Несколько минут спустя ко мне подошел кучер и тихо прошептал:
-- Какой-то паныч приехал. Вас спрашивает.
-- Какой паныч?! -- недоумевал я. -- Один?
-- Один. В очках.
Я вошел в комнаты. Навстречу мне поднялся со стула молодой человек несколько выше среднего роста с синими консервами на глазах. Я внимательно всматривался в лицо гостя, но оно мне казалось совершенно незнакомым.
-- Неужели не узнаете? -- проговорил он.
-- Землеройка!-- воскликнул я тогда, узнав по голосу Лермонтова.
Лермонтов, состоявший раньше в кружке петербургских "чайковцев", около года тому назад отделился от них и, приехав за границу, вошел в организационные отношения с цюрихскими "бакунистами". В Цюрихе познакомился я с ними при посредстве Ходько, прозвавшего его за конспиративное, таинственное поведение "землеройкой" или "гробокопателем". Под этим прозвищем он и был известен среди нас. Лермонтов побрился и вследствие того сильно изменил свое лицо. Разговорившись с ним, я узнал, что адрес мой он получил от Ивана, с которым встретился в Швейцарии уже после моего от'езда.
Теперь Лермонтов пробирался в Петербург из Волочиска, с австрийской границы, где он жил некоторое время конспиративно, занимаясь организацией контрабандного пути для перевозки наших бакунинских изданий.
-- Ну, батенька, во-время же вы заехали ко мне!-- заметил наконец я и рассказал ему все, что у нас случилось.
-- Плохо. А я было рассчитывал, прежде чем ехать в Петербург, немного отдохнуть у вас.
Мы решили вместе бежать и в часу десятом или в одиннадцатом ночи выехали из дому, имея в виду попасть к ночному поезду, шедшему из Волочиска в Киев.

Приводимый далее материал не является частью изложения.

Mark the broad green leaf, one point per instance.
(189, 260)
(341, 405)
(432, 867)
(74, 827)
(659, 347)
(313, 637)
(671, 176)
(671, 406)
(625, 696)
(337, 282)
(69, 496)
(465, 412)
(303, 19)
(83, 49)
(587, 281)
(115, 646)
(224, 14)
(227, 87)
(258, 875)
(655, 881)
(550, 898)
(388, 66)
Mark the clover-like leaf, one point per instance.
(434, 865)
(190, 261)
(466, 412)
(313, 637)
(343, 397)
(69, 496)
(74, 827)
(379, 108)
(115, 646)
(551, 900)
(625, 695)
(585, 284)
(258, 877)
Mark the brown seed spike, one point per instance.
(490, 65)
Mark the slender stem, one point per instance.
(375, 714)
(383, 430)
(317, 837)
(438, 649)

Приближаясь к Волковинецкому вокзалу (на Сербиновцы, само собою разумеется, мы не решались ехать), Лермонтов мне заметил:
-- Смотрите же, на вокзал войдем отдельно и не будем показывать вида, что мы знакомы. Так меньше обратим на себя внимания. Если и арестуют одного из нас, то другой может уцелеть.
Этот совет я нашел благоразумным. Лермонтов пошел первый. Четверть часа спустя вошел и я за ним. В это время уже ожидался поезд, и зала была освещена. После наружной темноты свет ламп неприятно резал мне глаза. Но вот я осмотрелся. Публика суетилась и бегала взад и вперед; среди нее с важностью расхаживал и страшилище -- жандарм. Однако где же "гробокопатель"?

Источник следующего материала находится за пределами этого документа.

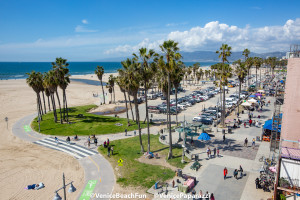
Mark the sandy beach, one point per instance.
(23, 163)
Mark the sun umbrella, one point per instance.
(204, 136)
(246, 104)
(252, 101)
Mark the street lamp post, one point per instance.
(71, 189)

В одном из более темных углов зала на скамье сидел Лермонтов, но... боже мой, боже мой, на кого только он был похож! "Преступник!" -- чуть не кричала каждая складка его платья. Черная поярковая шляпа на голове, серый плед на плечах и синие очки на носу!.. Как есть -- все атрибуты нигилизма! Преступник... Преступник... С таким видом далеко не уедешь, -- мысленно повторял я и с этого первого дня моей нелегальности твердо решил держаться совершенно других приемов. Я затерся в толпе.
Наконец наш поезд пришел. Не показывая вида, что мы знакомы, мы уселись в один вагон и поехали. Только потом, дорогою, убедившись, что за нами никто не наблюдает, мы подсели друг к другу и стали беседовать.
Лермонтов считался более опытным конспиратором, чем я, так как он был до этого "нелегальным", т. е. жил не по своим документам, а потому мой взгляд на то, как следовало держать себя скрывавшемуся, не мог быть авторитетным для него.